Editor's Column

A new look for a new era

Andrew Silow-Carroll

I’ll say this about the name “New Jersey Jewish News”: Read those four words, and you know exactly what you’re getting. Eat your hearts out, Navistar, Altria, and Accenture!

So I’ll admit that our new front page logo, the bold (and beautiful) “NJJN” that signals our first major redesign in over five years, deserves some explaining. In our efforts to deliver readers a fresher, cleaner, and friendlier newspaper, we first took a long hard look at our logo. We felt the initials made a strong graphic statement, and a mission statement as well. We’ve always been delighted that the initials are a palindrome, suggesting our mirror identities as Jews and residents of the Garden State. The new logo proudly incorporates the “NJ,” but we’ve highlighted the second “J” to suggest Judaism’s centrality to our identity, as a newspaper and a community.

Along with the new logo, we’ve incorporated a number of other design changes. The paper itself is 1.5 inches shorter top to bottom — a cost-saving measure, to be sure, but also a move that delivers a pleasing, more compact format that has become an industry standard. The pages are now designed around a four-column template, which we hope you’ll find more pleasing to the eye and which advertisers appreciate for the ability to purchase ad space in what are known as “modular” sizes (and, we hope, plenty of them!).

The new headline typeface, for those keeping track, is Cheltenham, and the section banners like “World” and “Opinion” (the former “Commentary”) are printed in Nofret. Throughout the paper, we hope you’ll notice and enjoy a variety of type changes based on these fonts.
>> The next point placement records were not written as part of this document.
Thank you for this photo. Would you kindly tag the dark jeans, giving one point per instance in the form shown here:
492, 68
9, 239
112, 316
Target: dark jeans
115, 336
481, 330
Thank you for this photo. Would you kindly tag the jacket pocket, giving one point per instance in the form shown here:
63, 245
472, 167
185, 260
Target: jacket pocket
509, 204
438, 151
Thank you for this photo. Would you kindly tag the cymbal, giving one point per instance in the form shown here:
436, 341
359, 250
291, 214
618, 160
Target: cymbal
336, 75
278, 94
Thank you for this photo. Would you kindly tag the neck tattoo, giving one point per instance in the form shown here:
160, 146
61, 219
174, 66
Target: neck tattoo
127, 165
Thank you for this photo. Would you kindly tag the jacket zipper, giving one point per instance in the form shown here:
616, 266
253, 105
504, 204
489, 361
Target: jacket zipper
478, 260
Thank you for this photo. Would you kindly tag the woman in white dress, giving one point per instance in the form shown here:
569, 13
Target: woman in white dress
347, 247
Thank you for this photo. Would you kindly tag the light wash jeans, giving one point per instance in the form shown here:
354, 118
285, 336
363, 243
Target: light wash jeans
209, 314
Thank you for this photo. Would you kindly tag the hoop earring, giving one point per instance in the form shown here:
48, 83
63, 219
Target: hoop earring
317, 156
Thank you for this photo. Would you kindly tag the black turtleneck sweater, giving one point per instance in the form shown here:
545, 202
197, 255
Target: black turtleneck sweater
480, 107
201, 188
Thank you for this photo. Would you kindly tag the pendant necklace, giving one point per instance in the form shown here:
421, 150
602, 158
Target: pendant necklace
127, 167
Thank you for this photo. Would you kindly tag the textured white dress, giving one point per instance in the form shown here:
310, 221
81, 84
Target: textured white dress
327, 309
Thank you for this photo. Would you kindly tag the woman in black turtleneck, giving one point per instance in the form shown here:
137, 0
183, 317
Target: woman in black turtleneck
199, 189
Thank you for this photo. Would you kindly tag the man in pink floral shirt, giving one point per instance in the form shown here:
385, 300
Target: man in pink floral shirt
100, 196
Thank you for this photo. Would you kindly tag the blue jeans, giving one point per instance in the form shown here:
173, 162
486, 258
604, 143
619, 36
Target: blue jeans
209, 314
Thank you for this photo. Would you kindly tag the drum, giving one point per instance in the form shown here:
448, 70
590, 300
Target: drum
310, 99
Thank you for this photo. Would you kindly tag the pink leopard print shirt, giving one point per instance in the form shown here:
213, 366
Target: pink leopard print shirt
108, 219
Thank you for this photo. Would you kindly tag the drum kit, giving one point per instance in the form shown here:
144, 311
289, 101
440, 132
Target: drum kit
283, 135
About “Opinion”: This section, which includes the editorial, Editor’s Column, op-eds, and letters to the editor, has been moved farther inside the paper, between the “State & Local” and “World” sections. The intention is to emphasize our commitment first and foremost to local news, which now appears immediately after our popular “hors d’oeuvres” page, Kolbo.

The redesign of the newspaper is matched by a complete overhaul of the NJJN web site, www.njjewishnews.com. The site was re-launched last month with a clean, modern design, new typefaces, and new tools to make the site more navigable. Readers should find it easier to search for archived stories. The home page is relevant to readers across the state, while the five distinct communities we serve are each given a main page with news exclusive to their neighborhoods, schools, and institutions. In the news business, that’s called “hyperlocal” — around the office we call it haimishe.

The web site also includes a link to my new blog, JustASC. Think of the blog as a timely update of the issues and themes that we are covering in the newsprint edition. Between issues, you can find my suggestions for breaking stories and media items elsewhere on the Web, commentary on Jewish politics and culture, and the occasional humor piece. Most of all, the blog is a chance for readers to join the conversation by commenting on my posts and debating with me and other readers. That’s why I call it a “multilog” — a dialogue with many voices.

All of these changes, brought about by the hard work of a talented production, editorial, and sales team, are part of a long-term planning process at NJJN. The newspaper world, like the Jewish community, is being buffeted by tremendous demographic, economic, and social pressures. In both worlds, habits of another century are giving way to diverse expressions and new commitments. Newspapers are aiming to hold on to mature readers and entice new ones just as Jewish institutions are trying to please older constituencies and battle a worrying trend toward disaffiliation.

The redesign that begins today is part of an effort to embrace the time-honored Jewish commitment to “tradition and change.” We know Judaism, like journalism, has a message that remains vital, even indispensable, in an era of fractured identities and short attention spans. That message is as fresh today as it ever was, and its messengers should reflect that.

As a 61-year old community institution, we still believe in every word of our name. “Jersey” is our home, “Jewish” is our heart, and “News” is what we do. With the launch of a redesigned NJJN, we hope you’ll join us in embracing the “New.”